The results also highlighted the continued decline in the mail business, with 23.9 million fewer letters sent in the past six months – a 16% decrease, which led to a NZ $7.1 million decrease in mail revenue. According to Walsh, NZ Post is working toward “long term financially sustainable solutions for mail”, which will include “further price increases, changes to our operations, and associated costs.”
Preparing for Omicron
While NZ Post celebrates another successful operating period for the business, it is also preparing for tackling the challenges that may arise because of the Omicron outbreak in the country. New Zealand is currently experiencing all-time highs for case numbers in the country. The Prime Minister has warned that New Zealand is entering a new phase of the pandemic response that is “like nothing we’ve experienced to date”.

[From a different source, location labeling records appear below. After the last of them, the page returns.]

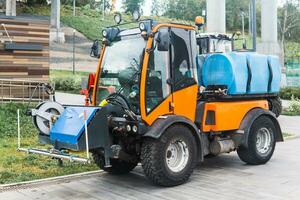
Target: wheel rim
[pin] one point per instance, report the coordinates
(177, 156)
(263, 140)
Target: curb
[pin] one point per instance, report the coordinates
(39, 182)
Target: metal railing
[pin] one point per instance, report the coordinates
(21, 91)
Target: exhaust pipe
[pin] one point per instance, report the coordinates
(221, 146)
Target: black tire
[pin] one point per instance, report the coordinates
(275, 106)
(154, 154)
(117, 166)
(251, 154)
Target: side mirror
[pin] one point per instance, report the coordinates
(163, 40)
(95, 50)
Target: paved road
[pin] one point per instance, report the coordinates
(223, 177)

“A sustained Omicron outbreak will mean different challenges for NZ Post,” said NZ Post Chief Operating Officer Brendon Main. “It’s too soon to tell what a large-scale Omicron outbreak might mean for in-store shopping, but we’re preparing for both an increase in demand for parcel delivery, as well as a decrease in resource, as it’s likely that at any given time some of our workforce will be unwell or self-isolating.”
Preparations include increasing capacity to deliver by about 10%, including bringing on more people, and focusing on scaling up as quickly and safely as possible as the situation develops.
“Right now, the NZ Post network is operating very close to normal, so Kiwis don’t need to do anything differently other than continue to be patient and kind as our people work hard to deliver. If the situation changes, we’ll continue to update customers with advice on ordering online and any potential delays,” added Main.
One of NZ Post’s main domestic competitors, Freightways, a provider of express package services and business mail in New Zealand, has also revealed its half year results to December 31, 2021. The company reported top-line revenue growth of 7.7%, EBITA growth of 5.6% and NPAT growth of 7.4%.
Like NZ Post, Freightways has been heavily impacted by Covid-19 and the various states of lockdowns and restrictions in the country, but according to the business, its business model has “demonstrated its resilience”.
“Throughout level 4 lockdown in NZ and during the extended lockdown of Auckland, we continued to see express package and information management activity decrease materially as businesses were forced to remain closed. Those express package volumes then rebounded strongly as online shopping was permitted and NZ began to slowly re-open for business-to-business freight,” said Freightways Chairman, Mark Verbiest, and CEO Mark Troughear, in a joint statement.
The level 4 lockdown resulted in Freightways experiencing a challenging first quarter of the year with revenue and EBITA down by 4.1% and 9.2% respectively. The second quarter, however, generated revenue growth of 20.3% and EBITA growth of 20%, as the network benefitted from a surge in volumes for express courier items and perishables carried through Freightways’ Big Chill temperature-controlled network.
“We also saw a material increase in the amount of medical waste, which required collection and processing in Australia, and an increase in Business Process Outsourcing activity within information management,” added Verbiest and Troughear.
During the half year, Freightways also announced the acquisition of ProducePronto which complements Big Chill with its same-day temperature-controlled delivery. It also announced a NZ $2.7 million investment in SaveBoard – a building product made from packaging waste such as courier satchels and TetraPak cartons.
According to Verbiest and Troughear, the company will continue to consider acquisition opportunities that are complementary to its existing operations and capabilities.